No sufrimos, por consiguiente, ningún impedimento para llegar a Zerbst, especie de caserío de poca importancia, casi totalmente desprovisto de recursos, a cuyo punto llegamos a eso de las nueve de la noche. Se veía que los merodeadores habían pasado por allí, y que no se preocupaban mucho de vivir sobre el país. Por muy exigente que se sea, no les sería mucho el pretender una habitación, un albergue para pasar la noche. Pues para encontrar este albergue entre todas aquellas casas cerradas por prudencia, hubimos de pasar grandes apuros y fatigas. Vi próximo el momento en que nos quedábamos a dormir al raso, en la berlina. Por nosotros no había gran inconveniente; pero ¿y los caballos? ¿No les era necesario forraje y agua? Yo pensaba en ellos antes que todo, y gemía ante la idea de que pudiesen faltarnos durante el camino.

Me proponía, pues, continuar a fin de llegar a otro punto a propósito para hacer alto, Acken, por ejemplo, a tres leguas y media de Zerbst en el sudoeste. Podíamos llegar allí antes de media noche, a condición de no volver a emprender la marcha hasta las diez de la mañana del día siguiente, a fin de no quitar ningún momento de reposo a las caballerías.

Sin embargo, el señor de Lauranay me hizo entonces observar que tendríamos que franquear el Elba, que el paso se efectuaba en una barca, y que esta operación valía más efectuarla de día.

El señor de Lauranay no se engañaba; debíamos encontrar el Elba antes de llegar a Acken. Era fácil, pues, que tuviéramos allí algunas dificultades.

Me es preciso, para no olvidarlo, mencionar lo siguiente: El señor de Lauranay conocía bien el territorio alemán desde Belzingen hasta la frontera francesa.

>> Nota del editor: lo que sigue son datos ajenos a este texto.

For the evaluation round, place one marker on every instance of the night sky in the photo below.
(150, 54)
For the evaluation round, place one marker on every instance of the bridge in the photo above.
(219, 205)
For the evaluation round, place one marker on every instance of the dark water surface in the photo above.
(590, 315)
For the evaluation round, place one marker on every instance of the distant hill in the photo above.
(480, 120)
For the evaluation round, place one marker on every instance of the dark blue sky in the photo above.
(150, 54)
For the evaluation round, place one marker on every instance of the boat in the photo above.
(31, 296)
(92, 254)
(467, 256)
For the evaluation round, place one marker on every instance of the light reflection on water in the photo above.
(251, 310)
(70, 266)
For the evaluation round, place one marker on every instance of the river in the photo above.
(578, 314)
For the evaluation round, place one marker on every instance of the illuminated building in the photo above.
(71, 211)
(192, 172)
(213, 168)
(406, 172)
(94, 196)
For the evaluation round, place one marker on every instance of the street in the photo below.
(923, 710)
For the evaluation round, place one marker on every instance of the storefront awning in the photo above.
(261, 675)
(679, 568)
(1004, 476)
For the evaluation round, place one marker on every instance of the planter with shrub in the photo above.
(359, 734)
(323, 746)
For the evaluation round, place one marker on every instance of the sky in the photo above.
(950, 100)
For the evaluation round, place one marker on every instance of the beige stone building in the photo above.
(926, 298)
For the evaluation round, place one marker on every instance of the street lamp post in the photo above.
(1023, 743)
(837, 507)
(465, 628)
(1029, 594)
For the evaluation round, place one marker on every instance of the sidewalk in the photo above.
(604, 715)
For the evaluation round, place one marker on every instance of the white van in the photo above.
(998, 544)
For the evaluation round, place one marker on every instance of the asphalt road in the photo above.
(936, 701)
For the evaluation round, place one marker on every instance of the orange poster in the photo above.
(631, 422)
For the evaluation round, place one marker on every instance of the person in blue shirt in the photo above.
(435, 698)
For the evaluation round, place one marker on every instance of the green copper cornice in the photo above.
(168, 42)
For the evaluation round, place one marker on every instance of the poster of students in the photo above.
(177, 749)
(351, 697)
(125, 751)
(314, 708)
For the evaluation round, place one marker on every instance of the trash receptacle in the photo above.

Durante varios años, cuando vivía su hijo, había recorrido este camino en todas las estaciones, y se orientaba en él fácilmente, consultando su mapa. En cuanto a mi, aquella era solamente la segunda vez que le recorría. El señor de Lauranay debía, pues, ser un guía muy seguro, y era muy prudente confiarse por completo a él.

En fin, a fuerza de buscar en Zerbst, con la bolsa en la mano, acabé por encontrar cuadra y forraje para nuestros caballos, y para nosotros alimento y habitación, pues siempre que encontrábamos comestibles los comprábamos, a fin de economizar los que llevábamos de reserva en la berlina.

Así pasamos la noche mejor aún de lo que pensábamos y de lo que podíamos esperar de aquel miserable caserío de Zerbst.